Everyday, the App Builder and BillingPoint data is refreshed into warehouse, which Tableau then consumes to refresh the Tableau data source extracts. Here is the high-level overview diagram that details how the data flows into the warehouse. The ETL process is developed using Python scripts that do the following:
- Extract data from MongoDB (Atoms in Mongo) or Postgres (Atoms in Postgres)
- Transforms the data into warehouse as rows and columns
- Loads the data into warehouse
- Recreates the required views
- Grants permissions for the tableau user
- Triggers the Tableau data source refresh for the corporation. Data sources must be owned by domain_publisher and not tagged as do not refresh.
Data Flow:
- For corporations with atoms in MongoDB, the nightly refresh Jenkins job reads the data from the MongoDB read replica host. The nightly refresh job reads the atoms from the atoms table in the app builder schema for corporations with atoms in Postgres.

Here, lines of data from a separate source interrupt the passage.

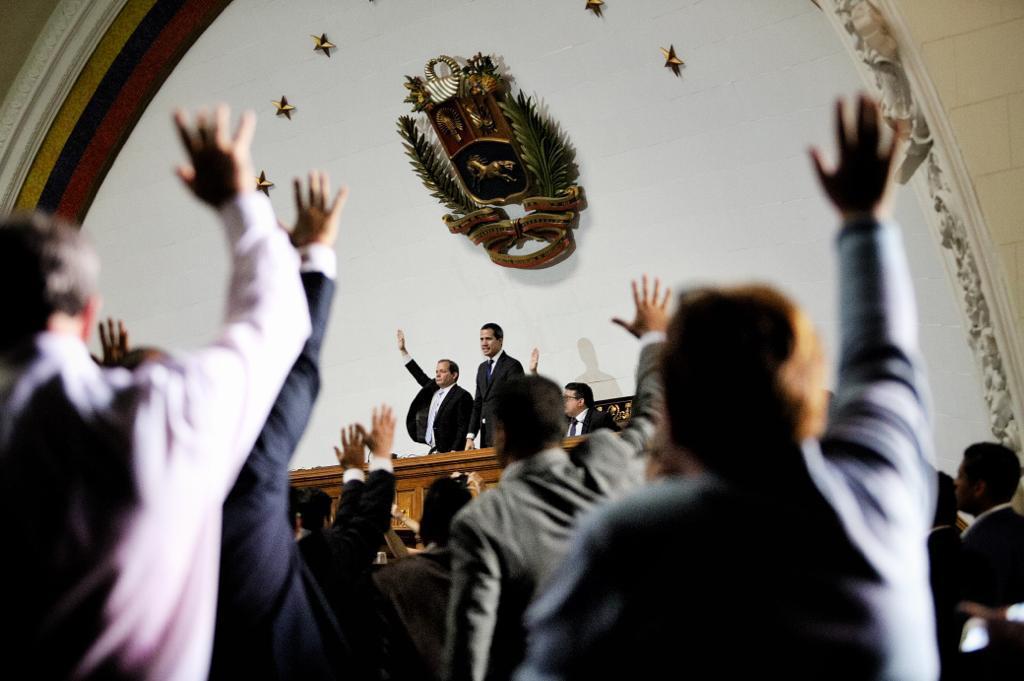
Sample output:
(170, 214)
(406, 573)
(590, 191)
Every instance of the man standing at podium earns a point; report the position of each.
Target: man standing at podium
(439, 414)
(496, 370)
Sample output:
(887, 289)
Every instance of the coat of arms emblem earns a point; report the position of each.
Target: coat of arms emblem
(493, 150)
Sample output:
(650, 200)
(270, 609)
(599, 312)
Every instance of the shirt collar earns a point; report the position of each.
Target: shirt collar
(540, 461)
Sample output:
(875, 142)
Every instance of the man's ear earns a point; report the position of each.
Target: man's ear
(500, 439)
(90, 313)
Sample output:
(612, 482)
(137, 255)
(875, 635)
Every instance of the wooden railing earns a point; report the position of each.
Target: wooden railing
(414, 475)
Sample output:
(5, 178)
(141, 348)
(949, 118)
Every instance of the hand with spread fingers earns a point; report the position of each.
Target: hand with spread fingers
(114, 340)
(651, 308)
(220, 167)
(381, 436)
(317, 219)
(352, 452)
(862, 181)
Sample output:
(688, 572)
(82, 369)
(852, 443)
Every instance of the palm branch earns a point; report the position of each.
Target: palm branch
(549, 157)
(432, 167)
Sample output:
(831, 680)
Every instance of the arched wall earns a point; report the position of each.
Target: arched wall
(699, 178)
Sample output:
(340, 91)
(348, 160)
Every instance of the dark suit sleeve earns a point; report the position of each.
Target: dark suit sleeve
(574, 624)
(353, 543)
(348, 504)
(418, 373)
(477, 413)
(464, 411)
(255, 512)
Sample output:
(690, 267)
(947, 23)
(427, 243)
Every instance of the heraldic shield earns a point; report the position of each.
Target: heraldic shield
(494, 151)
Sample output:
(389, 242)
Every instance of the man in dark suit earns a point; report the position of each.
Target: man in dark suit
(507, 542)
(272, 621)
(498, 369)
(580, 412)
(840, 592)
(440, 412)
(985, 482)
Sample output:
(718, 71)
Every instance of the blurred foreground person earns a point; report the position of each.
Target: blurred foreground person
(119, 580)
(797, 549)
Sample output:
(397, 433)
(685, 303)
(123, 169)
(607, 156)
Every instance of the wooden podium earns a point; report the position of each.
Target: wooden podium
(414, 474)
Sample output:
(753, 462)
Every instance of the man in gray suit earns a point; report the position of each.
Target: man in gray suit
(506, 543)
(794, 549)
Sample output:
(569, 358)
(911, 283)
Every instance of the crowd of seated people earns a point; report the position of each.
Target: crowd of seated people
(739, 525)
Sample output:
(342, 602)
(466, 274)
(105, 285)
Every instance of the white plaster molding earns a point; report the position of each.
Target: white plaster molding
(61, 49)
(878, 39)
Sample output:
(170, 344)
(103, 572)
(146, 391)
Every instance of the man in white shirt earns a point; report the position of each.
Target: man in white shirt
(985, 483)
(439, 414)
(120, 581)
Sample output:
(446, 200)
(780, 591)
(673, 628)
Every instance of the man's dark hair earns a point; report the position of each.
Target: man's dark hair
(453, 368)
(743, 354)
(945, 507)
(499, 334)
(582, 390)
(46, 266)
(996, 465)
(314, 505)
(531, 413)
(444, 498)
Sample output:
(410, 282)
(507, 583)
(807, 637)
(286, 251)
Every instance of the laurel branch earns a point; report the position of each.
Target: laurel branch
(548, 155)
(432, 168)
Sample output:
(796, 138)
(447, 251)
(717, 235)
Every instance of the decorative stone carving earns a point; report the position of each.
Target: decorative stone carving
(879, 49)
(875, 44)
(61, 49)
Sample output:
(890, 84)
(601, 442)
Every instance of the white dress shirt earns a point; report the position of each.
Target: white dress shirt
(489, 376)
(162, 448)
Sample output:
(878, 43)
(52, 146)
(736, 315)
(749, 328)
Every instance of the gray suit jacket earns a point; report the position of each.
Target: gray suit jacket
(813, 568)
(507, 542)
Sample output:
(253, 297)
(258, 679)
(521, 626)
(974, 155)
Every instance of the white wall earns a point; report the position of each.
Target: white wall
(702, 178)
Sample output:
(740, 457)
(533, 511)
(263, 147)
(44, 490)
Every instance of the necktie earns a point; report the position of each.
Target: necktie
(431, 415)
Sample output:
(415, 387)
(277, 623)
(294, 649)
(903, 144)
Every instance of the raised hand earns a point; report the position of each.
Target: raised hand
(114, 341)
(381, 437)
(352, 452)
(220, 165)
(317, 220)
(651, 308)
(862, 180)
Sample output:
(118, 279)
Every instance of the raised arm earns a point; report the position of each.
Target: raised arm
(216, 400)
(880, 408)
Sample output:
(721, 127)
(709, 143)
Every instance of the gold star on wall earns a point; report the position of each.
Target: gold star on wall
(262, 183)
(672, 60)
(284, 109)
(323, 44)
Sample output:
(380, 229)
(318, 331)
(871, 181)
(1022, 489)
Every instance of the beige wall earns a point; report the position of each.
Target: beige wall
(974, 51)
(22, 22)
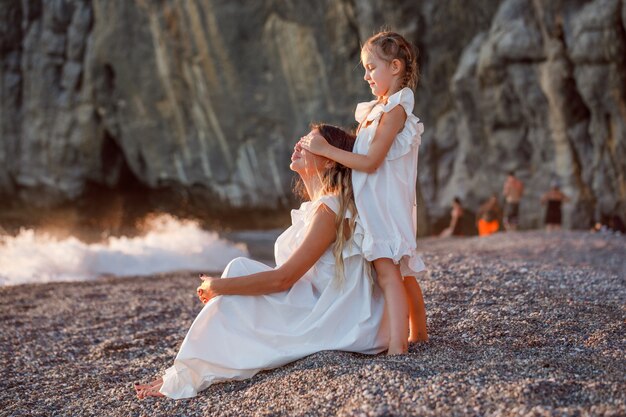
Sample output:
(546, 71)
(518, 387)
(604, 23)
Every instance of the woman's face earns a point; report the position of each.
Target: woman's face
(305, 163)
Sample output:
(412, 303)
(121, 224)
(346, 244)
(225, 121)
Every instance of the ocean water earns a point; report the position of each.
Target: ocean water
(167, 244)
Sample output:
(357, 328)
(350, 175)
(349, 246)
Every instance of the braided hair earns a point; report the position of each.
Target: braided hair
(391, 45)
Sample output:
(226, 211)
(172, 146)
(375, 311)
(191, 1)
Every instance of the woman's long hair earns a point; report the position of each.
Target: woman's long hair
(337, 180)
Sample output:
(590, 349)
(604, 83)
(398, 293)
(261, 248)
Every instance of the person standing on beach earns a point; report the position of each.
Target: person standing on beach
(554, 198)
(384, 178)
(512, 191)
(456, 214)
(488, 217)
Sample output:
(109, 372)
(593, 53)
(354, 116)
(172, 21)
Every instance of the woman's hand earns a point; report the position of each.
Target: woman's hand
(314, 143)
(205, 293)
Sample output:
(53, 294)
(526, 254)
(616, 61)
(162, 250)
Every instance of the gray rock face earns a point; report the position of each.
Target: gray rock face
(541, 92)
(210, 96)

- The nightly refresh job transforms the data using a Python script and is scheduled on Jenkins.
- Once the data is transformed, the nightly refresh job starts writing data into warehouse tables in batches. If metadata changes, it will drop and recreate the tables to reflect the updated columns.
- At the end of the nightly refresh job, it triggers the Tableau data source refresh so that Tableau can pull the data from the warehouse into Tableau data source extracts.
- The data from the Tableau data source extracts is then consumed by the workbooks in Tableau.